高齢化の現実に向き合い、時間をかけ、細かく 丁寧に調査を続けてゆくことは、入居者を快適に住まわせ、かつ従業員のスムースな動きを手伝うための重要で具体的な調査と考える。
新旧の施設と、さらに新施設の時間経過による日常行動の変化を、結果として現れる個室と食堂の家具配置に求めている。家具配置の結果として起きた機能への影響を施設職員及び入居者の行動やその家族へのヒヤリングで比較している。
「見守り・介助のしやすさ」と「声掛けや会話」等、相矛盾する行為があるものの、一定の広さを持つ個室や食堂がその動線を変化させ、滞在場所を多様化できている。結果として「動線上での声掛けや会話」等により、「見守り・介助のしやすさ」だけでなく入居者との関わりを増加させることも出来ている。
空間のあり方と効果の現実を捉えた調査が、さらに現実の方向を動かすと考える。
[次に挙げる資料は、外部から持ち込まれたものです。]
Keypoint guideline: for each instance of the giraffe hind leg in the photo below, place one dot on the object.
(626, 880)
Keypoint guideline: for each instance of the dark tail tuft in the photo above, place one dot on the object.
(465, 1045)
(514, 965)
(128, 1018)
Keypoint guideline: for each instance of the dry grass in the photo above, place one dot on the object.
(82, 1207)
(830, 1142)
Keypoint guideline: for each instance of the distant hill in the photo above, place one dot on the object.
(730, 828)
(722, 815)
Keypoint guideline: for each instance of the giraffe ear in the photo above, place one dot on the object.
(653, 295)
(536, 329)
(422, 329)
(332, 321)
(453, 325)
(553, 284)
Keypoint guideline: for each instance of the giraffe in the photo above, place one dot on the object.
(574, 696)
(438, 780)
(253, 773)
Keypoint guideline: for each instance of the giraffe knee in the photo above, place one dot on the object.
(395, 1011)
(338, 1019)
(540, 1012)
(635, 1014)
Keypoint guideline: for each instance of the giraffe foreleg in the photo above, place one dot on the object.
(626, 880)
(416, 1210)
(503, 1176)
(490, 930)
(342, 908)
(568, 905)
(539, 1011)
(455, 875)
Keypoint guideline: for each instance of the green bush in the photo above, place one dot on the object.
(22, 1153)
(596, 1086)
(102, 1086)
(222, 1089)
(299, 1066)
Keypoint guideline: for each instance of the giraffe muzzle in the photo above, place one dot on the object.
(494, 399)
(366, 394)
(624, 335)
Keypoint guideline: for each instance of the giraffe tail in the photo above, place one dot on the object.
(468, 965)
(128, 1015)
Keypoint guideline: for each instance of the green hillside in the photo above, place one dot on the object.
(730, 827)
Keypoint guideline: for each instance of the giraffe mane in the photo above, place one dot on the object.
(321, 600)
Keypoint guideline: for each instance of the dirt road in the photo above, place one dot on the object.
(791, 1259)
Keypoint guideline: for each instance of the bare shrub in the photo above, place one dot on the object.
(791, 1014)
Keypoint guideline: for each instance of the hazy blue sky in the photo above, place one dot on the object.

設計者にとっては「見守り・介助のしやすさ」と「声掛けや会話」等、相矛盾する行為を建築空間にまとめる、一つの有効な研究であると考える。

 

■ 研究助成金対象者
工学院大学 建築学部 建築学科 准教授 境野 健太郎
■ 研究課題名
「重度・重複障害児のための特別支援学校の環境整備に関する研究」
【目的】
特別支援学校の空間利用の状況の把握と課題の抽出
【調査概要】
1)教室空間の物理的環境要素の把握、2)児童生徒の日常生活動作・障害程度と医療的ケアニーズの把握、3)時間割による教室利用の状況把握、4)学校滞在時の居場所・行為・姿勢の関わりの把握
■ 講評者名
山下 信一

 ユニット型プランを導入した重度重複障害を持つ支援学校の先進的な研究調査である。具体的にはユニット型プランで小上がり空間を有する支援学校の教室において、各児童の日常生活動作(ADL)、授業形態、行動観察について丁寧に調査を行い、分析がなされている。ユニット型プランの導入が多様な教育支援の方法に展開されていることは認めるが、小上がり空間での臥位など安全面に関する調査分析および、今後の児童生徒の重度化や就学児童への増加への対応について研究することが望まれる。今後に向け、ユニット型以外の支援学校との比較対照や、日照条件や室内の温度分布など環境要因との空間利用の相関、教職員や看護師の行動観察や動線分析を行うとともに、継続的に研究がなされ、具体的な支援学校の建築計画への提言となることを期待したい。また、特別支援学校に通う児童が増加している現状において、今後さらに支援学校の重要性は増すと思われる。よって、支援学校の建築計画的なアプローチである本研究の社会的意義は大きいものと評価したい。